On the island of La Palma the team of physicists produced entangled pairs of particles of light (photons 2 and 3, see figure). Quantum entanglement means that none of the photons taken by itself has a definite polarisation but that, if one measures the polarisation of one of the photons and obtains a random result, the other photon will always show a perfectly correlated polarisation. This type of quantum correlation cannot be described by classical physics and Albert Einstein therefore called it "spooky action at a distance". Photon 3 was then sent through the air to Tenerife, across the Atlantic Ocean at an altitude of about 2400 metres and over a distance of 143 kilometres, where it was caught by a telescope of the European Space Agency.
Photon 2 remained in the laboratory at La Palma. There, the experimenters created additional particles of light (photon 1 in the figure) in a freely selectable polarization state which they wanted to teleport. This was achieved in several steps: First, a special kind of joint measurement, the so-called Bell measurement ("BM"), was performed on photons 1 and 2, which irrevocably destroys both photons. Two possible outcomes of this measurement were discriminated, and the corresponding classical information was sent via a conventional laser pulse (violet in the figure) to Tenerife. There, depending on which of the outcomes of the Bell measurement had been received, the polarization of photon 3 was either rotated by 90 degrees or left completely unchanged. This transformation ("T") completed the teleportation process, and the polarization of photon 3 on Tenerife was now identical with the initial polarization of photon 1 on La Palma.

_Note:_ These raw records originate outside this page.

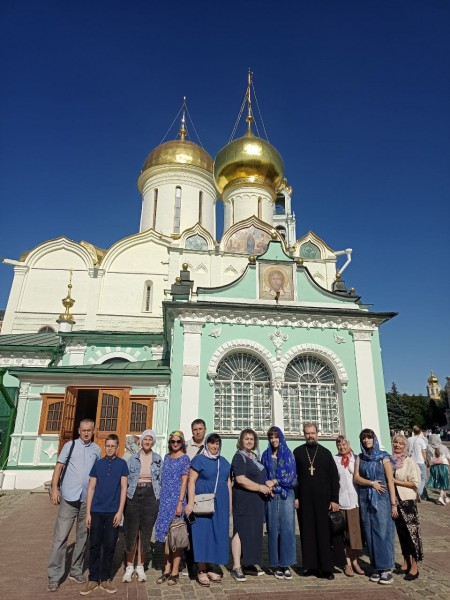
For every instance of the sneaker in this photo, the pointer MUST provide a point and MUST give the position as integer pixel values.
(141, 573)
(238, 575)
(77, 578)
(386, 578)
(88, 587)
(278, 574)
(128, 575)
(53, 586)
(107, 586)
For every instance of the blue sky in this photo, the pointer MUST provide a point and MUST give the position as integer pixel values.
(355, 95)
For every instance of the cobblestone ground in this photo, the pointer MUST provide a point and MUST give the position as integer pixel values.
(26, 525)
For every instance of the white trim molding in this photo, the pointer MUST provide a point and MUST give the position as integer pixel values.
(255, 348)
(320, 351)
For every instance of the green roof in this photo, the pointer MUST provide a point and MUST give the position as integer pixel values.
(40, 341)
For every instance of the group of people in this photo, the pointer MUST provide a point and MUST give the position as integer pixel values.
(342, 503)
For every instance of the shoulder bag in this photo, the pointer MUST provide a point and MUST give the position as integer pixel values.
(204, 503)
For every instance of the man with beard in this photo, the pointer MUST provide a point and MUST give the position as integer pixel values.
(317, 494)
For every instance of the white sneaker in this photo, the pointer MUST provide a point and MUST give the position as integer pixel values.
(128, 575)
(141, 573)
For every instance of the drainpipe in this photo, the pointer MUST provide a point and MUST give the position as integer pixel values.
(348, 252)
(12, 419)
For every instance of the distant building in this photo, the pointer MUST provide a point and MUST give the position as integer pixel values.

The complexity of the setup and the environmental conditions (changes of temperature, sand storms, fog, rain, snow) constituted a significant challenge for the experiment. They also demanded a combination of modern quantum optical technologies concerning the source of entangled particles of light, the measurement devices, and the temporal synchronization of the two laboratories. The experiment therefore represents a milestone, which demonstrates the maturity and applicability of these technologies for future global quantum networks. For the next step of satellite-based quantum teleportation an international collaboration of the Austrian and Chinese Academy of Sciences plans to shoot a satellite into space in the foreseeable future.

Picture download:
https://dl.dropbox.com/u/5536900/Nature/startrails-1.jpg (Copyright: IQOQI Vienna)
https://dl.dropbox.com/u/5536900/Nature/startrails-2.jpg (Copyright: IQOQI Vienna)

Original publication:
Xiao-song Ma, Thomas Herbst, Thomas Scheidl, Daqing Wang, Sebastian Kropatschek, William Naylor, Bernhard Wittmann, Alexandra Mech, Johannes Kofler, Elena Anisimova, Vadim Makarov, Thomas Jennewein, Rupert Ursin, Anton Zeilinger
Quantum teleportation over 143 kilometres using active feed-forward
Nature, 5 September 2012, Advance Online Publication, DOI:10.1038/nature11472

Contact:
Dr. Johannes Kofler
Max Planck Institute of Quantum Optics (MPQ)
Hans-Kopfermann-Straße 1
85748 Garching
Tel.: +49 89 32905 242
E-Mail: johannes.kofler@mpq.mpg.de

Dr. Olivia Meyer-Streng | Max-Planck-Institut
Further information:
http://www.mpq.mpg.de

More articles from Physics and Astronomy:

nachricht Computer model predicts how fracturing metallic glass releases energy at the atomic level
20.07.2018 | American Institute of Physics

nachricht What happens when we heat the atomic lattice of a magnet all of a sudden?
18.07.2018 | Forschungsverbund Berlin

All articles from Physics and Astronomy >>>

The most recent press releases about innovation >>>

Die letzten 5 Focus-News des innovations-reports im Überblick:

Im Focus: Future electronic components to be printed like newspapers

A new manufacturing technique uses a process similar to newspaper printing to form smoother and more flexible metals for making ultrafast electronic devices.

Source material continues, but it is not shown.